It’s been an exponential rise for the lending protocol, which launched just eight months ago and in that short time was able to climb the ranks of the famed DeFi Pulse TVL leaderboard. It’s done so pushing DeFi forward by driving innovation in flash loans, delegated credit lines and yet-to-be-launched mortgages.
Image source: DeFi Pulse
This past week was no exception as the TVL milestone came amid a flurry of announcements: first DeFi fiat on-ramp, and first credit-default swap.
First DeFi Fiat Onramp
Aave is set to offer the first DeFi fiat onramp following the approval of an Electronic Money Institute (EMI) license.
The approval makes London-based Aave Limited the third crypto company in the UK outside of Revolut and Coinbase to receive the license, solidifying its status as a key player in the growing DeFi landscape.
Aave will rollout its fiat onramp in the UK as a pilot, offering users the ability to go from fiat to stablecoins or select supported assets in the Aave ecosystem. A placeholder website for the onramp has been set up here. Following the UK, Aave will seek to offer fiat onramps to the wider European market.

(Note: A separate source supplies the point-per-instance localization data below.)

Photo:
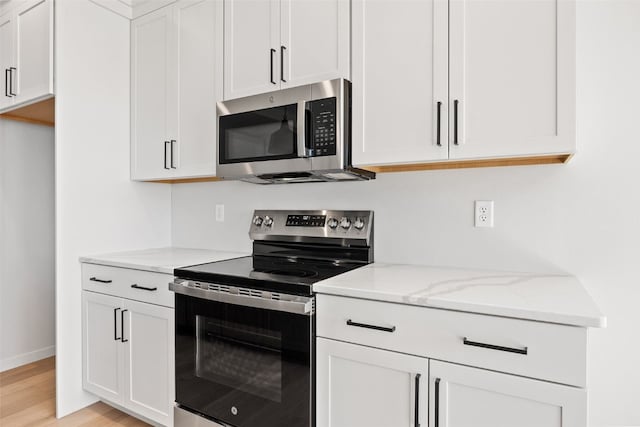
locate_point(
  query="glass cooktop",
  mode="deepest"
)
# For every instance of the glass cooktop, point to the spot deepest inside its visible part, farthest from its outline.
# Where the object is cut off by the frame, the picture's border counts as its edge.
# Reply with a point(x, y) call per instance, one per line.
point(288, 275)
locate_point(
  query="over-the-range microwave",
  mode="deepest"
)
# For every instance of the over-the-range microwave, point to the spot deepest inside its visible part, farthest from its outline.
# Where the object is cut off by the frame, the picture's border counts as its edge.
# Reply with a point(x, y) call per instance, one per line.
point(299, 134)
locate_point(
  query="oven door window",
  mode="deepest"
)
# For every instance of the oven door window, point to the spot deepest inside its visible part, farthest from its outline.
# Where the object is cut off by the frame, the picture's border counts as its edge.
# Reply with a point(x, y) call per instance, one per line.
point(245, 366)
point(241, 357)
point(269, 134)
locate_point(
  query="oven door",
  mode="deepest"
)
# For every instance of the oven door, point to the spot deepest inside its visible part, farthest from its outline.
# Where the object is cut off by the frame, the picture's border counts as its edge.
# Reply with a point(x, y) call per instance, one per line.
point(245, 366)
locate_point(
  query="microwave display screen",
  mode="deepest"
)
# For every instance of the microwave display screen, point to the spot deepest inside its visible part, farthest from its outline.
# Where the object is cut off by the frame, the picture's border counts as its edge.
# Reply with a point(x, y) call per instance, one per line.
point(306, 220)
point(268, 134)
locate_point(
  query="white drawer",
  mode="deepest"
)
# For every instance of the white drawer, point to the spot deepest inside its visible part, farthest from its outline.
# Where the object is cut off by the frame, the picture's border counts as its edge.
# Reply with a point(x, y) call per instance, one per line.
point(145, 286)
point(553, 352)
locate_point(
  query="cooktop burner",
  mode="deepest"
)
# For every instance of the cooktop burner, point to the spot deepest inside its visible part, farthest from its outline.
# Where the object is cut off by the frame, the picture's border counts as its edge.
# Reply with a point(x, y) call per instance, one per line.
point(292, 250)
point(266, 273)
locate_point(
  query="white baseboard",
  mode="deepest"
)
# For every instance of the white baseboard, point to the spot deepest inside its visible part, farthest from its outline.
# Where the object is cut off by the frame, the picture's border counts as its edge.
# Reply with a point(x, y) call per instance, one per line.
point(23, 359)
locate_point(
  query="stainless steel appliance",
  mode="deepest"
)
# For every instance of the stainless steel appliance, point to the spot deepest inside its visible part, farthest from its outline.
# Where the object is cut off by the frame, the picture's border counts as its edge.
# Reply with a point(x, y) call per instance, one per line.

The news comes as a major win for DeFi enthusiasts who have long had to convert fiat into crypto through a centralized exchange like Coinbase or Binance, requiring an additional trade and a subsequent withdrawal to tap into lending protocols and DEXs alike. It also means fully permissionless Aave will now KYC users of its fiat/crypto on-ramp. Users of the protocol itself will continue accessing it permissionlessly.

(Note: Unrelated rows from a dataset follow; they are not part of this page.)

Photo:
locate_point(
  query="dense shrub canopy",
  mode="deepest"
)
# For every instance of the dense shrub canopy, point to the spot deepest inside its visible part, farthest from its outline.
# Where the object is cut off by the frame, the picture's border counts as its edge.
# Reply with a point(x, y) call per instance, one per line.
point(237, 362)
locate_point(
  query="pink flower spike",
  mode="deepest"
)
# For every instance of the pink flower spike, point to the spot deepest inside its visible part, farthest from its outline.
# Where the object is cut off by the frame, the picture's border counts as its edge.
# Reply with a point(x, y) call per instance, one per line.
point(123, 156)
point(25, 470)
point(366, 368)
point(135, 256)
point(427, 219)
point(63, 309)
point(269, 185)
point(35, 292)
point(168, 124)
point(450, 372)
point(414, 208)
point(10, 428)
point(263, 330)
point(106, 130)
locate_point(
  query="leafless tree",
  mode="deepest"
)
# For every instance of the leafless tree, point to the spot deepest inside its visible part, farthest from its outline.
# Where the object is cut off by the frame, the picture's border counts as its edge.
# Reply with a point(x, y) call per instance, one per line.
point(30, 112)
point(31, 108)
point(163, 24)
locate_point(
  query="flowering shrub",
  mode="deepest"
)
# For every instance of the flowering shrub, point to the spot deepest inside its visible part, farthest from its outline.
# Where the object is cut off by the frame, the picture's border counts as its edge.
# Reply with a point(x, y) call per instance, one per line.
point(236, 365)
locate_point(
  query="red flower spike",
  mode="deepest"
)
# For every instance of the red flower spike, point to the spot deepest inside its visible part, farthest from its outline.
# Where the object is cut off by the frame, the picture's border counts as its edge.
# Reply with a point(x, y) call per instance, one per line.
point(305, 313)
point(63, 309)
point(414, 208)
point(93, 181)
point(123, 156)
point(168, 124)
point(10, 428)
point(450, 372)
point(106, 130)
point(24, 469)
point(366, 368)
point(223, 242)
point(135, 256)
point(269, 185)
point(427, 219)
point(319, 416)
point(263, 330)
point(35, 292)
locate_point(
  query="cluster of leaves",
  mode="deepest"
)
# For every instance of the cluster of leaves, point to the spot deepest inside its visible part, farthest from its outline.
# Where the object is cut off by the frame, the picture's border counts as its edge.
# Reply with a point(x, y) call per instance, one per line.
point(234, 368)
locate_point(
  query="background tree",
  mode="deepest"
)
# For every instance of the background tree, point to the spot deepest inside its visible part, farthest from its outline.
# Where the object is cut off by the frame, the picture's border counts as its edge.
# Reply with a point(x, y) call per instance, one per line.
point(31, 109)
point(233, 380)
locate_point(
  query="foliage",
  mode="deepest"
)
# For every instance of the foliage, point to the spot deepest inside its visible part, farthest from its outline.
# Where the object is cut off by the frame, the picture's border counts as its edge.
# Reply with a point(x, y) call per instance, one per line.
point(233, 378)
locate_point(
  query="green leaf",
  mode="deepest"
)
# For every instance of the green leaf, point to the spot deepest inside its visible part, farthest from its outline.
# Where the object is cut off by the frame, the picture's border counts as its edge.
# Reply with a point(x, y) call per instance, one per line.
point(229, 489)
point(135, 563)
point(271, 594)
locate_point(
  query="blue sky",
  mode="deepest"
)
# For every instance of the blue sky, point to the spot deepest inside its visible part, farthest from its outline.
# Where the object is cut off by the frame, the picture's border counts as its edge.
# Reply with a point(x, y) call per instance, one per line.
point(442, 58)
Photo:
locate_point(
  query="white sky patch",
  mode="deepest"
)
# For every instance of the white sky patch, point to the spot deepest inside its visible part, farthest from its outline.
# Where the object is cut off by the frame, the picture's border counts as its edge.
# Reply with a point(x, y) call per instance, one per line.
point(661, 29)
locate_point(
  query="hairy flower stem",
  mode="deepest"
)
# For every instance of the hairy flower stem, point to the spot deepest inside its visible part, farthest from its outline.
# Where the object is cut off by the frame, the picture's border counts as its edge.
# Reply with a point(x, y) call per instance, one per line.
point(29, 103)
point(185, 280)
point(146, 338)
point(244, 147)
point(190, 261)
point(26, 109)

Aave is also gearing up for its Genesis Governance poll in the coming weeks, giving LEND token holders the ability to vote on the migration to AAVE alongside the first round of Safety Incentives for securing the protocol through a newly introduced Safety Module.
DeFi’s First Credit Default Swap
Opium Exchange is pushing DeFi composability to its limits through the advent of Credit Default Swaps on Aave’s unsecured credit line to DeversiFi.
A few weeks ago, Aave entered a $500k credit delegation agreement with DeversiFi. The privacy-preserving L2 exchange borrowed 20 WBTC which is payable back in February of 2021.
Now, users can trade fractions of that obligation thanks to Opium Protocol’s derivatives exchange - Opium.Exchange.
Understanding CDS
“A Credit Default Swap (CDS) is a financial derivative that allows an investor to “swap” or offset his credit risk with another investor.”
The lender (Aave) can offset the risk of the borrower (DeversiFi) defaulting on their loan by buying a CDS from an investor. For the investor taking on the default risk by selling a CDS, they stand to earn an extra return on their collateral.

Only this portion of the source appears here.